Fa ricordare l’episodio che si narra nei «Detti dei Padri del deserto», di quel giovane che chiese al vecchio maestro di insegnargli a pregare. Il maestro lo guardò con una certa sorpresa, tra l’incredulità e l’ammirazione. Poi, piuttosto che perdersi in parole, lo portò a una pozza d’acqua, gli chiese di chinarsi lì davanti, con mano risoluta e con una forza che non si sarebbe creduta in lui, lo ficcò con la testa sott’ acqua e ve lo tenne a lungo, mentre quegli si dimenava. Finalmente lo lasciò venir fuori, e al giovane che stupito lo guardava come dicesse: «Ma come, io ti chiedo d’insegnarmi a pregare e tu m’anneghi?» – rispose: «Che cosa bramavi più ardentemente mentre ti tenevo fermo sott’ acqua?» E quello: «Respirare!». «Ecco – riprese il vecchio – finché non ti rivolgerai a Dio con tutto te stesso come ora cercavi l’aria, divincolandoti in ogni modo dalla mia stretta perché ti sentivi morire, non credere di star davvero a cercare Dio».
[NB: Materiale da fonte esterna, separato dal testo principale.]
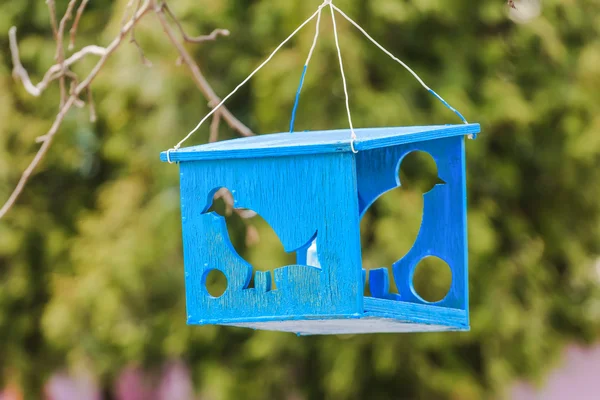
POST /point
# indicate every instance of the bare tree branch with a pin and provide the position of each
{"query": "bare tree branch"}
(73, 31)
(53, 72)
(52, 10)
(145, 60)
(199, 79)
(91, 105)
(60, 50)
(199, 39)
(61, 71)
(67, 106)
- È vero che nella malattia l’uomo è chiamato a vivere in una maniera singolare la dimensione «passiva» della sua esistenza: non gode più di quell’autonomia che tanto faticosamente s’era guadagnato avviandosi all’età adulta. Ma a ben pensarci, non è – la vita cristiana – prima di tutto un dono, il dono che Dio fa di se stesso – della propria vita – all’uomo? Quindi, prima di tutto è accoglienza, recettività. Solo successivamente è anche autodonazione, in un movimento di restituzione del dono ricevuto. «Ogni attività che merita di essere chiamata cristiana – scriveva Padre H. De Lubac – si dispiega necessariamente su un fondo di passività», e la malattia può aiutare a comprendere e accettare questa situazione, altrimenti così difficile da condividere. Oggi poi pare che siamo tutti presi dal movimento, dalle cose da fare, dall’attività, dall’iniziativa, dall’assunzione di responsabilità che fermarsi un poco e accogliere, star con le mani e l’animo teso – come è la preghiera – sembra quasi una morte!
- Perché la preghiera deve poi condurre al decentramento, all’uscita da se stessi`per andare verso Dio e verso il prossimo. E questo richiede la trasformazione interiore, il cambiamento, la conversione. Ma non c’è trasformazione né cambiamento né conversione senza purificazione, senza, ossia, il distacco da se stessi, uno smettere di essere preoccupati di sé. La stessa condizione di malattia può costituire un richiamo a rivedere la propria vita, a ridimensionare tante cose. Ora ci si accorge di quante fatuità rincorrevamo e di come trascuravamo l’essenziale. Dal punto di vista del Vangelo questo significa che «il tempo ci è dato per impiegarlo nell’unico lavoro necessario della vita, quel lavoro cui alludeva Gesù rispondendo a Marta che lo sollecitava a muovere Maria dal suo immobilismo: «Una cosa sola è necessaria… L’unico lavoro necessario sta nell’imparare a far di Dio il centro dei nostri pensieri e della nostra vita… Allora si comincia a capire che Dio, per formare in noi la vita, ci pone di fronte a cose che passano e a cose che non passano… Si comincia a capire che nelle nostre scelte non dobbiamo lasciarci guidare da ciò che appare, né dai nostri sentimenti ed emozioni; ma dobbiamo imparare a superare noi stessi, ad andare oltre le nostre impressioni. È proprio questa necessità di andare oltre noi stessi che ci apre la strada alla nostra vita interiore» (L. Bracco).